Il était incontournable, en premier lieu, de publier un texte comme «Le refus total des amours toxiques», un manifeste coup de poing signé par la comédienne Mylène Mackay. La voie était libre ensuite pour l’exploration.

«Le texte de Raphaëlle Corbeil sur le déséquilibre amoureux m’a éclairée à plusieurs égards, notamment sur le fait qu’on apprend aux jeunes garçons à se désintéresser de l’amour, souligne Marilyse Hamelin. Comment peut-on souhaiter que ces garçons construisent des relations épanouissantes une fois devenus adultes? Je n’ai jamais lu une explication aussi claire de cette injonction à la virilité.»

La chargée de cours du Département d’études littéraires Carmélie Jacob (Ph.D. sémiologie, 2021) signe un texte intitulé «Nos autres», lequel porte sur l’impossibilité de rencontrer une personne qui satisfasse l’entièreté de nos besoins. «Qu’est-ce qui nous amène à avoir autant d’attentes et à mettre autant de pression sur une seule personne?, se demande-t-elle. Ces attentes, mais aussi notre amour et notre temps ne pourraient-ils pas être répartis entre plusieurs des personnes importantes dans nos vies plutôt que concentrées sur une seule?»

Dans «Des coming out en confinement», la diplômée Maude Nepveu-Villeneuve (M.A. études littéraires, 2013) utilise sa tribune pour faire son propre coming out, révélant ainsi toute une zone d’ombre de la pandémie. «Les confinements ont forcé plein de gens à l’introspection et de nombreuses personnes se sont réorientées professionnellement… mais aussi sexuellement! Ce type de remise en question m’avait complètement échappé, observe Marilyse Hamelin. Dans son texte, Maude invite à cesser de s’en remettre à une hétéronormativité par défaut. C’est magnifique!»

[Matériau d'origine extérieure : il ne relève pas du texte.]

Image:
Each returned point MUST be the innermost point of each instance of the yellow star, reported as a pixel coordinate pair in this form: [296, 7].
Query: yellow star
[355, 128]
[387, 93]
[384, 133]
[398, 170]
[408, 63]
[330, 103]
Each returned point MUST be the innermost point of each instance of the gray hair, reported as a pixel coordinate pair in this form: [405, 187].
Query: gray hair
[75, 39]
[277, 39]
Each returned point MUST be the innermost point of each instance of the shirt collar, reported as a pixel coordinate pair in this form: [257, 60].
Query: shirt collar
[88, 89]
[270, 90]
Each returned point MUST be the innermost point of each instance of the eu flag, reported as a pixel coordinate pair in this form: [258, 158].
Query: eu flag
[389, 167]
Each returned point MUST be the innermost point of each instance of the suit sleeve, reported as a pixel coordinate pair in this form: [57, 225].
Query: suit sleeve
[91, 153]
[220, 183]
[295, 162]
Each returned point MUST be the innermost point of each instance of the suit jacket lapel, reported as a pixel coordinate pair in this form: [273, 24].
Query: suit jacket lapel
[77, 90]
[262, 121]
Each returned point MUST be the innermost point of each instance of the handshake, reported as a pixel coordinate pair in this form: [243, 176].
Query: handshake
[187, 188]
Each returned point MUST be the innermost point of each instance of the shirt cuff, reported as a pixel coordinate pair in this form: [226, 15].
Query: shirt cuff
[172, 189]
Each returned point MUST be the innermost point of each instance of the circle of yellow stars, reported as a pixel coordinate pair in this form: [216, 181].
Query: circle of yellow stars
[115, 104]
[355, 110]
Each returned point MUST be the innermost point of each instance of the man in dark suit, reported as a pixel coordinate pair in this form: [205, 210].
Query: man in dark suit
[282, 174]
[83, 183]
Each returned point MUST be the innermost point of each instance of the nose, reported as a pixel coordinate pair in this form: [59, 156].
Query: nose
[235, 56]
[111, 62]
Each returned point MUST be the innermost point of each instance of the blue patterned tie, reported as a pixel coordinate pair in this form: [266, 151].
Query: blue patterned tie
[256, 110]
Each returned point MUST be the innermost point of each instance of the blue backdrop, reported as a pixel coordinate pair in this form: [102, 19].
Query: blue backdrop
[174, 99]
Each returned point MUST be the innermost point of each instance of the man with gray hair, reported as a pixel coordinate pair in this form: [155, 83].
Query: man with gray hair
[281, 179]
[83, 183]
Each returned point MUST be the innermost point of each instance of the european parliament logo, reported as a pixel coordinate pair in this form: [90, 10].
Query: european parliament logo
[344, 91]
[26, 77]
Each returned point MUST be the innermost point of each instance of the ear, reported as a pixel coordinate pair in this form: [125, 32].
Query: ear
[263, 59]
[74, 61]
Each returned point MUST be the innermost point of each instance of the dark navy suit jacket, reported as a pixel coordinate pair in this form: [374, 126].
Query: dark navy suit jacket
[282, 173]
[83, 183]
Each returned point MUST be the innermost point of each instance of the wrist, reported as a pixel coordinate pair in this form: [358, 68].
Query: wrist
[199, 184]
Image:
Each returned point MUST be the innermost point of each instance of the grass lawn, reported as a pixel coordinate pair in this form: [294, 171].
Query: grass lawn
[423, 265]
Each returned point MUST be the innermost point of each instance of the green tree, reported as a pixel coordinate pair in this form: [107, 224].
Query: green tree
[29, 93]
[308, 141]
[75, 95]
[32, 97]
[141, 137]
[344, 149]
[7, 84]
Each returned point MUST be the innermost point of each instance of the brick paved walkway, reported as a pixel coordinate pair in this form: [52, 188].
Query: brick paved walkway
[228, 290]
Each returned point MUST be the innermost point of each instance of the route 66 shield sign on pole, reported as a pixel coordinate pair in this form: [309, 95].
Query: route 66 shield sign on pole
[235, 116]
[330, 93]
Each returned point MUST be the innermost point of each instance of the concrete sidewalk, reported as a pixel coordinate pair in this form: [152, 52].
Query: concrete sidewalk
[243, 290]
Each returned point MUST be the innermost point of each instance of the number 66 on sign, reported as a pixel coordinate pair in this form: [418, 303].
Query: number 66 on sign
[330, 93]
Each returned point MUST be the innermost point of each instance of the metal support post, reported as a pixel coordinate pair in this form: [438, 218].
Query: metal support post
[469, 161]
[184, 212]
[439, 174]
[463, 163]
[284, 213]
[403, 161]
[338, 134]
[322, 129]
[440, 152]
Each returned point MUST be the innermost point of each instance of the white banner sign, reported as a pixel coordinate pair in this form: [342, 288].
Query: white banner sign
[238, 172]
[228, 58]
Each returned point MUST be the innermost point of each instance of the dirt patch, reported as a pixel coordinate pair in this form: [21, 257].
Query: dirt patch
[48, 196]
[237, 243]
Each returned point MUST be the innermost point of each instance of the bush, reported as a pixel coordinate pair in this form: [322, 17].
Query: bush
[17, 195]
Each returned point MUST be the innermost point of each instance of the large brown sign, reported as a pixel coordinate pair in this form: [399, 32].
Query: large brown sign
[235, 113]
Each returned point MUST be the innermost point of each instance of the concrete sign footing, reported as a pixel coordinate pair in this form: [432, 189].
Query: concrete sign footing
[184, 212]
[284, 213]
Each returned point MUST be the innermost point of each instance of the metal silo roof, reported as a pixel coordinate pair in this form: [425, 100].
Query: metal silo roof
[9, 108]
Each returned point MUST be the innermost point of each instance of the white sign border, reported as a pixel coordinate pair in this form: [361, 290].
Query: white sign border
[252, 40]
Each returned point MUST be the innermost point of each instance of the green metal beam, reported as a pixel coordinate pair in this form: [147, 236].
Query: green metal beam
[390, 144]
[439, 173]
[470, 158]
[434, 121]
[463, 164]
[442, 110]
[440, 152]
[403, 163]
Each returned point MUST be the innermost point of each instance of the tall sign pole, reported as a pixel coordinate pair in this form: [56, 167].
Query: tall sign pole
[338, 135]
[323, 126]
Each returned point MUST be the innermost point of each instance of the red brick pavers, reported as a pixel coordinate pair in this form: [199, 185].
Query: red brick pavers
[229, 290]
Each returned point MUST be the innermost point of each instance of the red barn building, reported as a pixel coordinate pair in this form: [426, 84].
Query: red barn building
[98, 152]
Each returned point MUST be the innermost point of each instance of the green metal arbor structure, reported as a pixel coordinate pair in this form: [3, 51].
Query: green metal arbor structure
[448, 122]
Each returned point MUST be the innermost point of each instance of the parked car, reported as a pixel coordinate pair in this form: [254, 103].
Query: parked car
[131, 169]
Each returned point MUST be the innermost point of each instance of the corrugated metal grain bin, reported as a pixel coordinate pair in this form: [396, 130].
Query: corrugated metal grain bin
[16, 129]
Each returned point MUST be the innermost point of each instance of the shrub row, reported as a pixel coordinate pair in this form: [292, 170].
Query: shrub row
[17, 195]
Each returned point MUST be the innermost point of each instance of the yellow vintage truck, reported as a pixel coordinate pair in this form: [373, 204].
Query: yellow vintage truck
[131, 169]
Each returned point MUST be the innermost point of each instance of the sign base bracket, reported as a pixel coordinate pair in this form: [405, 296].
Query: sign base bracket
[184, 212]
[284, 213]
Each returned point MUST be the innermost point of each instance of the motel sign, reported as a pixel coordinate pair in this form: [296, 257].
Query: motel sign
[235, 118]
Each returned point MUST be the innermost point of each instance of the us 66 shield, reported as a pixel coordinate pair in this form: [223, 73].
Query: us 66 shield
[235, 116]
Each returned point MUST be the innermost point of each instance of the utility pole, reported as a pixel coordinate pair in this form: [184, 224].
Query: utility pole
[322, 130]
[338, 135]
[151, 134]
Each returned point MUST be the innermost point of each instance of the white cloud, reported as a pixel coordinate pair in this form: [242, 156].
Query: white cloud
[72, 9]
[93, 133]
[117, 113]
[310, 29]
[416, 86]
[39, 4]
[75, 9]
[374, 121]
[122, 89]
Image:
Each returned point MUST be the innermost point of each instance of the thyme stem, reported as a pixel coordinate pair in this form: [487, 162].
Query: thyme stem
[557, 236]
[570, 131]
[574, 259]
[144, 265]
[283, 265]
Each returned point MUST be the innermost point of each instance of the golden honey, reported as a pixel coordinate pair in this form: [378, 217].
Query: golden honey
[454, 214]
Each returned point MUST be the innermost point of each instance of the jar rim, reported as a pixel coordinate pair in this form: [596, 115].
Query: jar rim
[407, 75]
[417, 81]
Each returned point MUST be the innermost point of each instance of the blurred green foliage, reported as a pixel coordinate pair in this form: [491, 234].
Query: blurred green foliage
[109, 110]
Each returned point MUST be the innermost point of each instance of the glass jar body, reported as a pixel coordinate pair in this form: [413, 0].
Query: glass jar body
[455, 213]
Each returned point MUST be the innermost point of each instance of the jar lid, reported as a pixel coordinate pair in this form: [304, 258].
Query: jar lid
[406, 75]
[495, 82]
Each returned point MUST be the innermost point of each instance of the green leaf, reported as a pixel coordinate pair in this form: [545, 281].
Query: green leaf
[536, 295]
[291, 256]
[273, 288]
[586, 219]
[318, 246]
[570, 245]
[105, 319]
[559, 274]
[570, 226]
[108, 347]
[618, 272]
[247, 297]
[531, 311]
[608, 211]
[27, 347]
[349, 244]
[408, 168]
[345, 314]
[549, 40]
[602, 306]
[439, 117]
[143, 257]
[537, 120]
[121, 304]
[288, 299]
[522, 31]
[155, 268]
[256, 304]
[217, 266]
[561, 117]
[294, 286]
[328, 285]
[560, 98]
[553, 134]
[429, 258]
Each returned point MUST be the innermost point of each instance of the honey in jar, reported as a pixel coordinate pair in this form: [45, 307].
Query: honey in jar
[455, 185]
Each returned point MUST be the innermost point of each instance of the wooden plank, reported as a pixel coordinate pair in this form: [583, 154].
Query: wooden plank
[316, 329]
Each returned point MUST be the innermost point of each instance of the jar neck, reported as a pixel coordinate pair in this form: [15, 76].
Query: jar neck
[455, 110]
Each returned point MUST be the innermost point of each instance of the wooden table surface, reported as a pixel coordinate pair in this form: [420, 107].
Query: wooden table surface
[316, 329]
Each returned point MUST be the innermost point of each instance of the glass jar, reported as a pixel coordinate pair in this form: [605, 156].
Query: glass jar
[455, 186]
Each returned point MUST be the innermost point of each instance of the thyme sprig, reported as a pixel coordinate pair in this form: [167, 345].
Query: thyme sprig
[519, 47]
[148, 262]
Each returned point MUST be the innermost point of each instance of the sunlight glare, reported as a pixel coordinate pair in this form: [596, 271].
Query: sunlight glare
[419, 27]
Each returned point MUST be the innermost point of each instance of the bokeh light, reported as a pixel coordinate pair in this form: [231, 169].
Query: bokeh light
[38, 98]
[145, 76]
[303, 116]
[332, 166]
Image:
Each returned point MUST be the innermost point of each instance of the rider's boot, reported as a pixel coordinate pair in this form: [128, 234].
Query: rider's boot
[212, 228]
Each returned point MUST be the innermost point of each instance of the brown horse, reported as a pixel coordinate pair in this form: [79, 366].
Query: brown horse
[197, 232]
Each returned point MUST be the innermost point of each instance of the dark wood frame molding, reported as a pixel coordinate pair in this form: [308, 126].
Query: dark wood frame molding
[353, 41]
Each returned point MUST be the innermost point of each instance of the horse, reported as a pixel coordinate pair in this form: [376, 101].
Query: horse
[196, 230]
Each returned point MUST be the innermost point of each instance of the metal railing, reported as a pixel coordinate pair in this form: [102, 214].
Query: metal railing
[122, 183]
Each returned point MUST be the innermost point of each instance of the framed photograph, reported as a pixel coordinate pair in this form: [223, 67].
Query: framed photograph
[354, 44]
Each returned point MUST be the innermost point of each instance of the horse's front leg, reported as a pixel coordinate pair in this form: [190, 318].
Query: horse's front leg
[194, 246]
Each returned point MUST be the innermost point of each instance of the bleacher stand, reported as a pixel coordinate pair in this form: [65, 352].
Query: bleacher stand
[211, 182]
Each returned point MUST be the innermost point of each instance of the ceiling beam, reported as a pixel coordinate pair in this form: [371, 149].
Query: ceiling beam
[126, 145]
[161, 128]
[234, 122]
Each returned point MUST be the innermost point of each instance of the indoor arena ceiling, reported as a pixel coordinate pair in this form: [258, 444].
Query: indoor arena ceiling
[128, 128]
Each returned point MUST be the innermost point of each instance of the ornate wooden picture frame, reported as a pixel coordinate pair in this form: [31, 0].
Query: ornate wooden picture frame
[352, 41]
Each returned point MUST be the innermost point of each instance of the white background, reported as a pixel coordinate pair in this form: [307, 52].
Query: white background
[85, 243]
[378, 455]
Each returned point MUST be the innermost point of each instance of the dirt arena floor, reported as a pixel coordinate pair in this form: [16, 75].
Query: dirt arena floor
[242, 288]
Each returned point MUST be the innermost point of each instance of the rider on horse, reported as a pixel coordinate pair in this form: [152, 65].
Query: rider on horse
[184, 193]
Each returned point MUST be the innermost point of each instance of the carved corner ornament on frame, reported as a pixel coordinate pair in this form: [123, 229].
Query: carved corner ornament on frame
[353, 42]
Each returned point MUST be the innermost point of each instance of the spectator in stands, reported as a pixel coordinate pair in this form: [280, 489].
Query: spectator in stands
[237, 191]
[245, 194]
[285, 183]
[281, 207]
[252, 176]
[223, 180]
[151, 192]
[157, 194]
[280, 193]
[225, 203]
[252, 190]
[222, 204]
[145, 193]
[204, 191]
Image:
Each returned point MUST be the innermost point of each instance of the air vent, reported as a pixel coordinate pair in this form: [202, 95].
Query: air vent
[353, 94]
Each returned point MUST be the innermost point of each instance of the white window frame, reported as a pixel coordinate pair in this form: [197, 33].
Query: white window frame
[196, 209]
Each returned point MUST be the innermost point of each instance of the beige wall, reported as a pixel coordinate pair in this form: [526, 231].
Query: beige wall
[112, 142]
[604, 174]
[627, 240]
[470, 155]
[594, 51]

Le texte de Laura Doyle Péan sur le phénomène du «rapetissement» des femmes a grandement émue l’instigatrice du recueil, surtout ce passage: «Je me plais toujours à citer cette leçon donnée à sa fille par la mère d’Angela Davis, à propos de la ségrégation raciale en Alabama dans les années 60: ”Ce n’est pas comme ça que les choses sont censées être… (et) elles ne seront pas toujours comme ça.” Si on donnait cet enseignement aux jeunes assigné·es filles plutôt que de leur apprendre à se faire douces et obéissantes, peut-être qu’iels grandiraient en connaissant leur valeur et en ne se sacrifiant pas pour l’amour des autres.»

Au-delà de l’amour entre les personnes, le collectif touche également à l’amour pour les animaux avec un texte de Julien Gravelle intitulé «Les bêtes». «On est gêné d’aimer autant nos animaux, mais on ne devrait pas, affirme Marilyse Hamelin. Je suis encore en deuil de mon chien même si ça fait cinq ans qu’il est mort. J’étais tellement contente que Julien nomme cet amour.»

D’autres ont souhaité traiter de l’amour pour les enseignantes et enseignants («L’œil du prof» de Véronique Alarie) ou de l’amour d’un lieu à habiter («Maison et madriers» d’Anne Peyrouse).

Avec son texte intitulé «Tu m’aimes-tu ?», Takwa Souissi nous parle de son amour pour la langue française et à travers lui, de son parcours d’immigrante. «Ce récit d’amour est aussi un récit de son désamour de la société québécoise en raison de la loi 96. J’ai braillé en lisant ce texte, qui est à la fois touchant et révoltant», confie Marilyse Hamelin.

La diplômée ouvre la porte à un troisième opus de brefs essais, sans toutefois s’avancer sur la thématique qui sera retenue. «Ce ne sera pas pour tout de suite, car c’est beaucoup de travail!», conclut-elle en riant.